General Motors Co. drew attention at the start of March when it announced the option for a carbon fiber pickup bed on the 2019 GMC Sierra Denali, a first for the auto industry.
But the application of carbon fiber on the pickup truck was a seven-years-in-the-making project that called on the expertise of engineers at GM and leadership at Japanese materials firm Teijin Ltd., and supported by Continental Structural Plastics.
The Detroit automaker touted in a March 1 news release that the carbon fiber bed — called CarbonPro — marks the first time any automaker has used carbon fiber in a truck bed.
Since 2011, the automaker has worked with Teijin as a supplier of the chopped thermoplastic carbon fiber used on the truck. It has been a work-in-progress relationship for research and development of the material, which has seen "a long path and a long validation" for the application on the Sierra Denali, according to GM's Mark Voss.
"The thermoplastic material allows us to recycle any scrap that's [left] from the process.
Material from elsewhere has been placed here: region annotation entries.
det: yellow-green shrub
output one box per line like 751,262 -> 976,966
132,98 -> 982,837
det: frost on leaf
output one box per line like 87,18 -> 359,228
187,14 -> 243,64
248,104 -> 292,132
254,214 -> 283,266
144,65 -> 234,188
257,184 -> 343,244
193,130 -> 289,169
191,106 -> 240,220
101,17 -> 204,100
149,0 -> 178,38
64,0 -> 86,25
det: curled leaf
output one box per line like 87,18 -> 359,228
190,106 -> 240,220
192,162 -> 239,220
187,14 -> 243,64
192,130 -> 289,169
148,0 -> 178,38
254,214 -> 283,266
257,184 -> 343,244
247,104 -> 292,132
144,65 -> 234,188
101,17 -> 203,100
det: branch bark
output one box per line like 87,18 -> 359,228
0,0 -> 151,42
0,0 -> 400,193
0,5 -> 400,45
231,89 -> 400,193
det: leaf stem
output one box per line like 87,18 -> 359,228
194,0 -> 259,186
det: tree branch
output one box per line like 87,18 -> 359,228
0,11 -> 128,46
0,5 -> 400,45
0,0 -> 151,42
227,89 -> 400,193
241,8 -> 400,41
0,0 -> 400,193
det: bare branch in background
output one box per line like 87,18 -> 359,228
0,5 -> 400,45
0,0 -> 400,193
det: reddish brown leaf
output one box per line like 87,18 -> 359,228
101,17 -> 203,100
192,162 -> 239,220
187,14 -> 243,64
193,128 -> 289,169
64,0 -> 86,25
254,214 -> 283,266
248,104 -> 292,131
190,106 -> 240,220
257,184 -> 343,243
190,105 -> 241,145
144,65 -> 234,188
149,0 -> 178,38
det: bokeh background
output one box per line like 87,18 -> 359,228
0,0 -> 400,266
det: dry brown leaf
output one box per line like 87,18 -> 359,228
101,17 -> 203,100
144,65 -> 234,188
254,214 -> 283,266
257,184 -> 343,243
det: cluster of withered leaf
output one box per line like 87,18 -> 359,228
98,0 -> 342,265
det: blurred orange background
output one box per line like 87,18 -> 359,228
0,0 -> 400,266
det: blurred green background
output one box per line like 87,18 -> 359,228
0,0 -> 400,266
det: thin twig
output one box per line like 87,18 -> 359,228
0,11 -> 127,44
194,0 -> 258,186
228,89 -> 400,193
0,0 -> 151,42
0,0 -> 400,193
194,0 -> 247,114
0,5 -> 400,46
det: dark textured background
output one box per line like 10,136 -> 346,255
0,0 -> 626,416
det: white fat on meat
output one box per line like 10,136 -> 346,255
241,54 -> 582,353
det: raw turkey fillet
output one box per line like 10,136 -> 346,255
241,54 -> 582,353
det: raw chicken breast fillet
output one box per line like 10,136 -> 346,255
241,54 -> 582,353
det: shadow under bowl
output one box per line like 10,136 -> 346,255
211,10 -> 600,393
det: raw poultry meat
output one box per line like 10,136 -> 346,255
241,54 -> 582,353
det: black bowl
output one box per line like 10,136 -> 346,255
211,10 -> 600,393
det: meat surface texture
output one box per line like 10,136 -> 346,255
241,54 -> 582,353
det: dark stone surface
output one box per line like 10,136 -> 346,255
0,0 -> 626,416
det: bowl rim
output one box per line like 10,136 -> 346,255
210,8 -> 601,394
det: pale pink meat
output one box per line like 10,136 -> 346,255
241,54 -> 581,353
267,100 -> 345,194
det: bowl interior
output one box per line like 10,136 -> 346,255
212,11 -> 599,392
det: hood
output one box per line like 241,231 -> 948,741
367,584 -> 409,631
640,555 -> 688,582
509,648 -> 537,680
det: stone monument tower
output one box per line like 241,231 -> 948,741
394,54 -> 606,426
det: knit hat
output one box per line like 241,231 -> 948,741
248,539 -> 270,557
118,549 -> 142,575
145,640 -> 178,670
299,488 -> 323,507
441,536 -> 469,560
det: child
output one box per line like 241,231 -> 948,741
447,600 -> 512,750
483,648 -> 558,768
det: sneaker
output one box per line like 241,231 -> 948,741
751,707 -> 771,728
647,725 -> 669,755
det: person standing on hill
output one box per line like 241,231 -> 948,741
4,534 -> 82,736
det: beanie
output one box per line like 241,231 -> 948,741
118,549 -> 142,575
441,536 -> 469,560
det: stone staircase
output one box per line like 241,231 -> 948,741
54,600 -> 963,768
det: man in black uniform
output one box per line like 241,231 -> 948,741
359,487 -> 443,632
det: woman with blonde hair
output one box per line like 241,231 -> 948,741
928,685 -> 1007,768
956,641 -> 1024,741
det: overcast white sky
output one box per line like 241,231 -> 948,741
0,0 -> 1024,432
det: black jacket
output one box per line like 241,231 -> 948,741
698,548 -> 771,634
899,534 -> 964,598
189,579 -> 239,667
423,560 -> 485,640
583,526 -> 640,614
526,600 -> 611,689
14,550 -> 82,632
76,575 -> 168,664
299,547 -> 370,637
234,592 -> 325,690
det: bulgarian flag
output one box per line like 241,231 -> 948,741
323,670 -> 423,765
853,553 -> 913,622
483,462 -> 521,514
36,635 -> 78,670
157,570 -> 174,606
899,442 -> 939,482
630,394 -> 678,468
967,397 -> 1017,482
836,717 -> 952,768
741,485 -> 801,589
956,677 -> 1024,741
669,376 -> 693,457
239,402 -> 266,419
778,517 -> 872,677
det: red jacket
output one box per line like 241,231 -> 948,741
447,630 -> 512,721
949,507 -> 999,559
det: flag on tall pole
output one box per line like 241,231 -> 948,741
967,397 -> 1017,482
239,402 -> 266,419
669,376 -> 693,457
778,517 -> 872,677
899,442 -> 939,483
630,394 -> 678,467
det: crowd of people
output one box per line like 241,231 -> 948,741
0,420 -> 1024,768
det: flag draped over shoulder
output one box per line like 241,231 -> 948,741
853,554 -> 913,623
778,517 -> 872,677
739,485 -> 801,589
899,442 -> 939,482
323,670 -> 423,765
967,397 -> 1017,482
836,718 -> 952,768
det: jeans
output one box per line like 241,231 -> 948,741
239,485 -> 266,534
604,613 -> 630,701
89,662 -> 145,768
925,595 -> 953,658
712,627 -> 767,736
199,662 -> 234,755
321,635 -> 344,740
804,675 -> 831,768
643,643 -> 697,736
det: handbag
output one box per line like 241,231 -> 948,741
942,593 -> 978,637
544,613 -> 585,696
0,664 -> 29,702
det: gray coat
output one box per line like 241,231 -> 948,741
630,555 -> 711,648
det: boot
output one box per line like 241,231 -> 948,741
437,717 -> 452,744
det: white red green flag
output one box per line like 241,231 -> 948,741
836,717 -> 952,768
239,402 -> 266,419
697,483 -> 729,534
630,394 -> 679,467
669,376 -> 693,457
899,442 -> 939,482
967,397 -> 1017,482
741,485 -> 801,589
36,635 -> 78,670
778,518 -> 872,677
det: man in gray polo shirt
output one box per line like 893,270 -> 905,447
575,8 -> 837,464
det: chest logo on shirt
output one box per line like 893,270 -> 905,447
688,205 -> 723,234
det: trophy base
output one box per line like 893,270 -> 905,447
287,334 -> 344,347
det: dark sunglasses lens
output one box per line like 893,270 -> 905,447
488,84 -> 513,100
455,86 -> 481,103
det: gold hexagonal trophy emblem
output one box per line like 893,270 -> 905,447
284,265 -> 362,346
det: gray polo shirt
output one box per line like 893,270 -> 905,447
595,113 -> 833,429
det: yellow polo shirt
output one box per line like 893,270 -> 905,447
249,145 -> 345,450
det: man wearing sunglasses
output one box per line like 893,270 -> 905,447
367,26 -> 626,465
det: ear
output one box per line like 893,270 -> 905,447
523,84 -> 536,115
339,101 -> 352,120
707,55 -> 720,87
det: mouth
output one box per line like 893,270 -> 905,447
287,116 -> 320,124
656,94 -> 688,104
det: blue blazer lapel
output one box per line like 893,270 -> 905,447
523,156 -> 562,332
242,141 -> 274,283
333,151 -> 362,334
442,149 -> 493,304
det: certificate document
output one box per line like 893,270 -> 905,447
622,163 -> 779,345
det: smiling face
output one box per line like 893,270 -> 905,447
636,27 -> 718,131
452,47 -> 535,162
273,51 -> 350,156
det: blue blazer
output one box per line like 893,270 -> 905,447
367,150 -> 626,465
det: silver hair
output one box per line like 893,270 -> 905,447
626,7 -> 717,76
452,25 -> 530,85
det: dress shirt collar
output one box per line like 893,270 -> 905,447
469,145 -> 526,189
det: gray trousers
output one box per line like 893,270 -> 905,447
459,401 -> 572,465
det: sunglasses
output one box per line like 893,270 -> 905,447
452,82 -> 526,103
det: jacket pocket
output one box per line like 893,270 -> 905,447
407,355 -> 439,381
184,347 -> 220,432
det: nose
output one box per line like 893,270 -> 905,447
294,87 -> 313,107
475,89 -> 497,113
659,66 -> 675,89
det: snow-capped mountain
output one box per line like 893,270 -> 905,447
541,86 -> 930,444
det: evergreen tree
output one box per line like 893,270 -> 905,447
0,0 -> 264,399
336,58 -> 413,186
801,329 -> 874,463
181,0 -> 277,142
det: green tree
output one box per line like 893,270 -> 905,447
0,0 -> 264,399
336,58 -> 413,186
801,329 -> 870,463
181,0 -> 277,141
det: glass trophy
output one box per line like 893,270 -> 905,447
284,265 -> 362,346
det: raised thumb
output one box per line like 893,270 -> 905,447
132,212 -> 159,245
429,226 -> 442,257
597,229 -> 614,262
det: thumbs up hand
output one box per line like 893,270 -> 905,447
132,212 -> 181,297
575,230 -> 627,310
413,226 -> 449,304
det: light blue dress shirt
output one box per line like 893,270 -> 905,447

In fact, we have two parts in the pickup box on the next-gen Sierra that are made from 100 percent recycled material that's generated as scrap through this manufacturing process," he said during a March 7 phone interview.
Voss is the engineering group manager for advanced composites and pickup boxes — a professional title he said he was unable to use until the March 1 reveal of the next-gen Sierra Denali and SLT.
"If you look at the other carbon fiber usages, even globally, they're all traditional thermoset composites," he said. "This is breaking the paradigm not just for pickup boxes on the new Sierra; it's actually breaking some paradigms around carbon fiber material systems themselves."